I have been dancing around the idea of somehow earning money with my talents. There is a healthy debt looming behind Ben's schooling and I feel there's got to be something I can do about it. I get really fired up to do it about every other month, but after 18 months-ish, I have nothing to show for it. I guess I could name several excuses why it hasn't happened, but I don't know which is the real stumbling block. If you know me like my mother does, you know there's some dumb stubbornness about me that wants to to it right and well the first time. Start out small and learn slowly by mistakes until I get better and better? Ha! This principle applies to too much in my life, but I'm hoping the accountability principle will help me out here too. If you are reading this, please keep an eye out for something whereby you might help dollars be delivered to yours truly. I promise to exchange for something authentic. Probably done with my hands.
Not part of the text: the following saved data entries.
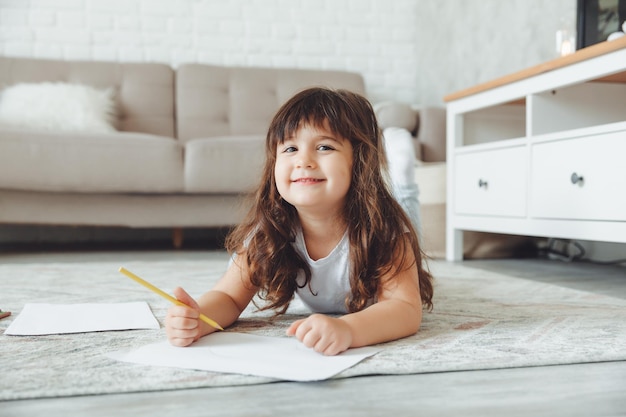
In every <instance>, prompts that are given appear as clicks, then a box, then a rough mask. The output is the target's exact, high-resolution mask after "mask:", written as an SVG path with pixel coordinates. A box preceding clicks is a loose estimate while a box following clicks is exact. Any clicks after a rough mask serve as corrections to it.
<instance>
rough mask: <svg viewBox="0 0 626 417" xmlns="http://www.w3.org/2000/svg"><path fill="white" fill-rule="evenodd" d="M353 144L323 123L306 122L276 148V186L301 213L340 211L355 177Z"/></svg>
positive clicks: (290, 202) (330, 212) (334, 214)
mask: <svg viewBox="0 0 626 417" xmlns="http://www.w3.org/2000/svg"><path fill="white" fill-rule="evenodd" d="M352 164H353V156H352V144H351V143H350V141H349V140H346V139H344V138H341V137H338V136H337V135H335V134H334V133H332V132H331V130H330V129H329V128H328V125H327V123H325V124H324V126H319V127H315V126H312V125H310V124H303V125H302V126H301V127H300V128H299V129H298V130H297V131H296V132H295V134H294V135H293V136H291V137H288V138H286V139H285V142H284V143H279V144H278V147H277V148H276V165H275V166H274V175H275V177H276V187H277V188H278V192H279V193H280V195H281V196H282V198H283V199H285V201H287V202H288V203H290V204H291V205H293V206H294V207H295V208H296V209H297V210H298V212H299V213H301V214H302V213H303V212H309V213H311V214H313V213H318V214H320V213H321V214H323V215H325V216H332V215H337V214H338V213H341V210H342V209H343V206H344V204H345V199H346V195H347V194H348V189H349V188H350V181H351V178H352Z"/></svg>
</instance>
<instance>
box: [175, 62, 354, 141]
mask: <svg viewBox="0 0 626 417" xmlns="http://www.w3.org/2000/svg"><path fill="white" fill-rule="evenodd" d="M313 86H326V87H331V88H345V89H348V90H351V91H354V92H356V93H360V94H365V84H364V81H363V77H362V76H361V75H360V74H358V73H352V72H347V71H325V70H304V69H282V68H254V67H246V68H243V67H242V68H238V67H221V66H214V65H206V64H183V65H181V66H179V67H178V69H177V70H176V130H177V136H176V137H177V138H178V139H179V140H182V141H187V140H191V139H196V138H207V137H217V136H227V135H253V134H265V133H266V131H267V128H268V127H269V124H270V121H271V120H272V117H273V116H274V113H276V111H277V110H278V108H279V107H280V106H281V105H282V104H283V103H284V102H285V101H287V100H288V99H289V98H290V97H291V96H293V95H294V94H295V93H297V92H298V91H300V90H303V89H305V88H307V87H313Z"/></svg>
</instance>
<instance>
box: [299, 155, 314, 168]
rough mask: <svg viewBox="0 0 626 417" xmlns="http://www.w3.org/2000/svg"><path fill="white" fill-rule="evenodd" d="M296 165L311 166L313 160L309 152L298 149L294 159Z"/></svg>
mask: <svg viewBox="0 0 626 417" xmlns="http://www.w3.org/2000/svg"><path fill="white" fill-rule="evenodd" d="M296 166H297V167H298V168H313V167H314V166H315V161H314V159H313V158H312V157H311V154H310V153H309V152H307V151H300V154H299V155H298V159H297V161H296Z"/></svg>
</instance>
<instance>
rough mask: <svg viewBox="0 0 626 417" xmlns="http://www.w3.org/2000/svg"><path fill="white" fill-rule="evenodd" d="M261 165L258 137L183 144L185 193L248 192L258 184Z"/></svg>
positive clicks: (244, 137) (200, 139)
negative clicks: (184, 176) (184, 174)
mask: <svg viewBox="0 0 626 417" xmlns="http://www.w3.org/2000/svg"><path fill="white" fill-rule="evenodd" d="M264 162H265V137H264V136H262V135H249V136H232V137H231V136H228V137H216V138H204V139H194V140H190V141H189V142H187V143H186V144H185V191H187V192H190V193H245V192H249V191H252V190H253V189H254V187H255V186H256V185H257V184H258V182H259V178H260V177H261V172H262V169H263V164H264Z"/></svg>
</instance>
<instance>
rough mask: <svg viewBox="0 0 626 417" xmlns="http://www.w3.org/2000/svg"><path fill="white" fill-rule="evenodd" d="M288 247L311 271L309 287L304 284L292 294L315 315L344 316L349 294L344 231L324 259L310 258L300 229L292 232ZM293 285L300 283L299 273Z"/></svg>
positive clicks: (348, 241) (345, 312)
mask: <svg viewBox="0 0 626 417" xmlns="http://www.w3.org/2000/svg"><path fill="white" fill-rule="evenodd" d="M292 245H293V247H294V249H295V250H296V251H297V252H298V253H299V254H300V256H302V259H304V260H305V261H306V262H307V263H308V264H309V268H310V269H311V282H310V288H309V285H306V286H304V287H302V288H298V289H297V291H296V293H297V294H298V296H299V297H300V299H301V300H302V302H303V303H304V304H305V305H306V306H307V307H308V308H310V309H311V310H312V311H313V312H316V313H342V314H345V313H347V312H348V310H347V309H346V297H347V296H348V295H349V294H350V259H349V252H350V251H349V240H348V232H347V231H346V233H344V235H343V237H342V238H341V240H340V241H339V243H338V244H337V246H335V248H334V249H333V250H332V251H331V252H330V253H329V254H328V256H326V257H325V258H321V259H318V260H317V261H314V260H313V259H311V257H310V256H309V253H308V252H307V250H306V245H305V243H304V236H303V235H302V229H300V230H298V232H297V233H296V240H295V242H294V243H292ZM297 282H298V284H299V285H302V284H303V283H304V272H303V271H300V272H299V273H298V276H297Z"/></svg>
My house is so immaculate lately. I just feel motivated every day and it's no big deal. Everything is decorated the way I want and I really feel like I've made this house a home. I was always the messy one growing up, but I don't know, something's changed and I just live the good life of tidiness now. We never watch spiders make webs in the corner, we haven't caught 7 mice this year (compared to last year's 8), and we never hear raccoons wrestling above us nor do we ever see them peering in on us against our window. We never leave dirty dishes out, dirty clothes never touch the floor, everything is in its right place and I just feel so uplifted by it.
Post Edit: I guess I'm a better liar than I thought. I know they're really long, but these paragraphs are indeed part of the get-to-know-you game of 3 truths and a lie. Sorry for misleading you. Wanna play?